Old Flink checkpoints not always correctly deleted

127 views Asked by At

Summary

We are using Flink 1.15.1 and have long-running stateful Flink jobs ingesting data from Kafka topics. They are configured to write checkpoints, with a RocksDB backend on S3.

We have noticed that sometimes the S3 "folders" for some checkpoints were getting very large and increasing continuously. They are also larger than what Flink reports in the UI. When cancelling the associated Flink jobs, some files are deleted but not all of them.
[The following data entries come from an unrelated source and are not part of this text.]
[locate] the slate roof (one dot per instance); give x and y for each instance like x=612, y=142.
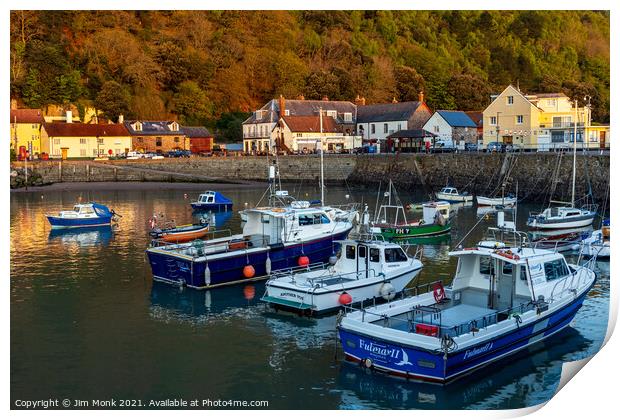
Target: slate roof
x=152, y=128
x=27, y=116
x=457, y=118
x=299, y=124
x=476, y=117
x=417, y=133
x=400, y=111
x=196, y=132
x=270, y=112
x=85, y=130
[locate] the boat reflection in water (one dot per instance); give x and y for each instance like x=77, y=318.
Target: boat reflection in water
x=183, y=305
x=532, y=376
x=83, y=237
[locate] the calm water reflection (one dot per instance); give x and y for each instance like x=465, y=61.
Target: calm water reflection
x=88, y=322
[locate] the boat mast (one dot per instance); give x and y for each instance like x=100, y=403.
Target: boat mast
x=321, y=154
x=574, y=155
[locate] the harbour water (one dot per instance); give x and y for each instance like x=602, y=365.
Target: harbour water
x=88, y=322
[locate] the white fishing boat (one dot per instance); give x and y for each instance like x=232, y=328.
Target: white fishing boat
x=568, y=215
x=367, y=269
x=504, y=297
x=452, y=195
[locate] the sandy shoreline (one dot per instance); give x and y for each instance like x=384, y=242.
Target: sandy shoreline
x=139, y=186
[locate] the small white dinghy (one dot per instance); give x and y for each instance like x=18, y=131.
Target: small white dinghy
x=367, y=269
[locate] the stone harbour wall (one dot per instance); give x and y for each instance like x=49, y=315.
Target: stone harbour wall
x=477, y=173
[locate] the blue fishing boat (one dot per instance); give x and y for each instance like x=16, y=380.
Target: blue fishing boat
x=503, y=298
x=212, y=201
x=83, y=215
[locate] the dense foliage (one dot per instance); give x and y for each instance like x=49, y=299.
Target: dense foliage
x=199, y=65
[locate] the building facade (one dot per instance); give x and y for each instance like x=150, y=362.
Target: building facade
x=156, y=136
x=454, y=126
x=258, y=130
x=25, y=134
x=540, y=122
x=77, y=140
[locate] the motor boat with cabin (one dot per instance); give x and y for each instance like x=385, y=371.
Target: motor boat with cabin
x=452, y=195
x=285, y=234
x=83, y=215
x=212, y=201
x=435, y=219
x=367, y=269
x=504, y=296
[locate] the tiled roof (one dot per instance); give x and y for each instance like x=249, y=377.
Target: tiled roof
x=299, y=124
x=418, y=133
x=85, y=130
x=28, y=116
x=194, y=132
x=298, y=107
x=457, y=118
x=152, y=128
x=400, y=111
x=476, y=117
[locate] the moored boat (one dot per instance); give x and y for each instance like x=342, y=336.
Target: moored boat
x=502, y=299
x=83, y=215
x=367, y=269
x=212, y=201
x=452, y=195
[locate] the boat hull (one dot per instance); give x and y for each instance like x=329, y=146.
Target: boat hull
x=413, y=231
x=323, y=301
x=75, y=222
x=410, y=362
x=228, y=269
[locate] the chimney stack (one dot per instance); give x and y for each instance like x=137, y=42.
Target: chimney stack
x=282, y=106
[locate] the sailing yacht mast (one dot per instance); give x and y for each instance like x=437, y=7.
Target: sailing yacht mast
x=574, y=155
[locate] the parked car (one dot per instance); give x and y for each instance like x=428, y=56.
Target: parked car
x=179, y=153
x=495, y=146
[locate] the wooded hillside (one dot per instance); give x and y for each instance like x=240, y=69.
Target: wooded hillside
x=211, y=67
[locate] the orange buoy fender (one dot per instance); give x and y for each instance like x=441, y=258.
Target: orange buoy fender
x=248, y=271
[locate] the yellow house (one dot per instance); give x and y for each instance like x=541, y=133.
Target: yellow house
x=26, y=130
x=77, y=140
x=543, y=121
This seems to happen especially when Flink struggles to complete the checkpoints in the first time.

Experiment

I tried to reproduce the problem by submitting a job with a very small checkpointing timeout and a continuous input data:

  • Initially, the checkpoints were successful, new chk-<checkpoint id> folders were created, and regularly replaced the previous one. So, at one point in time, I had one chk-<id> folder with a _metadata file and two other files. Those two other files had sizes that kept increasing as the job consumed more and more data.
  • At some point, the checkpoints started to time out, as expected. As I kept the job running like this for a while, I noticed that some older chk-<id> folders were not removed, even though there were more recent chk-<id> folders. Those folders were not empty. However, the only _metadata file I found does not reference them, while it does reference other checkpoint files from the same folder. So they look like uncollected garbage.
  • I stopped the data source. The job started writing checkpoints successfully again, but the old uncollected files were still there.
  • I removed some of the files that I thought were garbage, and the job kept running without complaining.
  • I cencelled the job. The chk-<id> folder that seemed valid was deleted. But the remaining chk-<id> folders that seemed problematic were indeed still present.

Any idea what could be the problem here? How to force Flink to remove files that are not part of its checkpoints anymore?

0

There are 0 answers